On reflection on the last 12 months since the first eHealthSummit was held, I believe that a phenomenal amount of progress has been made in the area of eHealth in Ireland. The establishment of eHealth Ireland along with the publishing of the Knowledge and Information Plan giving us a roadmap for the next 5 years is exactly the type of progress that I felt was needed in order for us to achieve the goals of the eHealth Strategy. There is real enthusiasm and a renewed energy in the industry as a result of the transformation that is happening in the HSE. There is significantly more involvement from industry and academia in the plans for the future. There were several examples at this year’s conference of the really good work being done both in Ireland and other European countries such as Scotland, Finland. The implementation of the EHR in Temple Street University Hospital along with the National Rollout of electronic Referrals across Ireland along with the availability of dates for when all hospitals will go live with electronic referrals before March of 2016 show that real progress is being made.

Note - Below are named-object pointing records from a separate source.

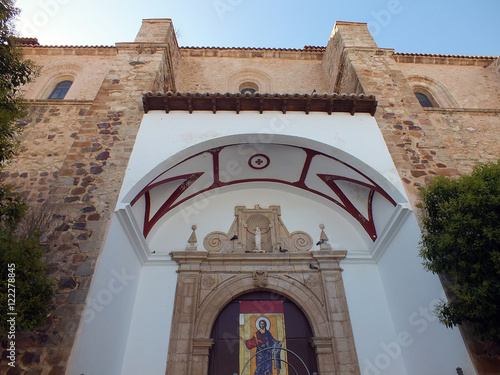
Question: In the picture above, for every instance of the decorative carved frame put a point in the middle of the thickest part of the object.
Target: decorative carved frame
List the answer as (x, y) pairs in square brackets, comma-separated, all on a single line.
[(241, 236), (207, 281)]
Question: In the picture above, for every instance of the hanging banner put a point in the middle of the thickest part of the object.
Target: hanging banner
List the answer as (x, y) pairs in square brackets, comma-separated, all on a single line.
[(262, 333)]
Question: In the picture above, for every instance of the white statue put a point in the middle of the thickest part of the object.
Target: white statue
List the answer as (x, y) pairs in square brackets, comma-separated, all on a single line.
[(258, 239)]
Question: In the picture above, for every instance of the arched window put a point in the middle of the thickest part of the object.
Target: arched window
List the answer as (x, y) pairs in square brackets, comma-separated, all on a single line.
[(250, 87), (60, 90), (425, 99)]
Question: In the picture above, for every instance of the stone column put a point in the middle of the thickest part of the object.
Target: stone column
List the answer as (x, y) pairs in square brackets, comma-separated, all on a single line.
[(187, 355)]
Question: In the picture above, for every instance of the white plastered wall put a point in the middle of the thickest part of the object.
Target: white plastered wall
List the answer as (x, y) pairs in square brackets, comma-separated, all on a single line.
[(382, 297)]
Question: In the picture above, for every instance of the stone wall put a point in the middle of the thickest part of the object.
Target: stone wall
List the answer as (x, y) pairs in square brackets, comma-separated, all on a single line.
[(275, 71), (425, 143), (89, 145)]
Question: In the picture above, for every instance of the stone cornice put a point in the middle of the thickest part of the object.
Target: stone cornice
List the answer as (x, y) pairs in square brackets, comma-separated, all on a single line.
[(308, 53), (36, 50), (418, 58)]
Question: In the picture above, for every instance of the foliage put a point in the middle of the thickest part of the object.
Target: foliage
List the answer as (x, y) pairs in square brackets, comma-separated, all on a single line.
[(19, 247), (33, 290), (461, 241), (14, 72)]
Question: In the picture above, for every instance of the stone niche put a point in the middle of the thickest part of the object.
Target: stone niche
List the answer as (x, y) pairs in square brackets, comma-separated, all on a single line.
[(242, 236)]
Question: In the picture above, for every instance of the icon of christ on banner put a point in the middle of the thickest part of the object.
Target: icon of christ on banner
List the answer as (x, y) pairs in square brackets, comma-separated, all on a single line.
[(262, 332)]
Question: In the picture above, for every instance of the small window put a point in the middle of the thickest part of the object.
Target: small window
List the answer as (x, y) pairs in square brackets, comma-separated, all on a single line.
[(60, 90), (424, 99), (250, 87)]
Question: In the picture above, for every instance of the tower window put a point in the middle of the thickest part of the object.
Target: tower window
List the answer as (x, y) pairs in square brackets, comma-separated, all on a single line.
[(425, 100), (60, 90)]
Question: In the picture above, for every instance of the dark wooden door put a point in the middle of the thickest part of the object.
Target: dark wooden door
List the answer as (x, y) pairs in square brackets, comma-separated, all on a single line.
[(224, 355)]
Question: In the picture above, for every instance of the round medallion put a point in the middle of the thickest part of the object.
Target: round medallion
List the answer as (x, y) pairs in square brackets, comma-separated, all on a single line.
[(258, 161)]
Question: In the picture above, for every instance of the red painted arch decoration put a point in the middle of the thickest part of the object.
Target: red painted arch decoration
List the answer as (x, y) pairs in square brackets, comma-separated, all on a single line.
[(299, 167)]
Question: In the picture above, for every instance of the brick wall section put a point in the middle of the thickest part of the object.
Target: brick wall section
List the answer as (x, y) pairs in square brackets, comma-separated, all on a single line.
[(422, 143), (416, 148), (471, 135), (211, 70), (84, 186)]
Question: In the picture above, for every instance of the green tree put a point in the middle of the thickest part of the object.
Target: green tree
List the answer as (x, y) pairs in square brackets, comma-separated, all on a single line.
[(17, 247), (14, 72), (461, 242)]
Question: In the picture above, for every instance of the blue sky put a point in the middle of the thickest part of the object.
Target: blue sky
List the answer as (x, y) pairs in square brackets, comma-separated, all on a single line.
[(420, 26)]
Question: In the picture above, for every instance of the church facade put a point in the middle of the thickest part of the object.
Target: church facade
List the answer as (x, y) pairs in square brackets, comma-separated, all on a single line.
[(246, 210)]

There was much discussion from the floor and observations from clinicans that there is a real and practical need to enabling the sharing of information across the Health service and to utilise what’s currently available both within the Health service and from industry partners. It was acknowledge by Ciaran Ryan of the ICGP that GP’s have very good systems and electronic patient records in their practice and that they would love to see further sharing of and access to information across the Healthcare industry in Ireland. The inclusion of the National Healthlink Project as part of the future IT Architecture vision in the Knowledge and Information plan shows a real commitment on behalf of eHealth Ireland not to rip and replace systems that are performing very beneficial services but to utilise and expand them to meet the future needs.
Reflecting on the years progress both from the standpoint of the National Healthlink Project and from the eHealth industry in Ireland, I feel we are positioned in a much stronger place with some of the key enablers now in place for significant movement in the right direction in the coming year. I look forward with renewed enthusiasm to reflecting on even more progress between now and eHealthSummit16 as part of the Senior Management Team of the Office of the Chief Information Officer as I begin my journey on enabling the Access to Information function as outlined in the Knowledge and Information Plan.
I hope that Dougie Beaton, and the rest of this years Locknote panel get their “Dear Santa’s wish list” and can reflect on similar progress in the next 12 months.
Gemma Garvan has recently joined the HSE OoCIO senior management team from Healthlink.
Gemma has joined the team to work on the Access to Information Portfolio. She has a background in Computer Science and Software engineering and has 15 years’ experience in the eHealth industry.
Gemma has worked as the programme head for the National Healthlink project for over a decade and has seen the expansion of the service from a single hospital proof-of-concept to a national broker for nation wide messaging, enabling over 10 million exchanges of information annually, between 61 hospitals and 3500 GPs throughout Ireland.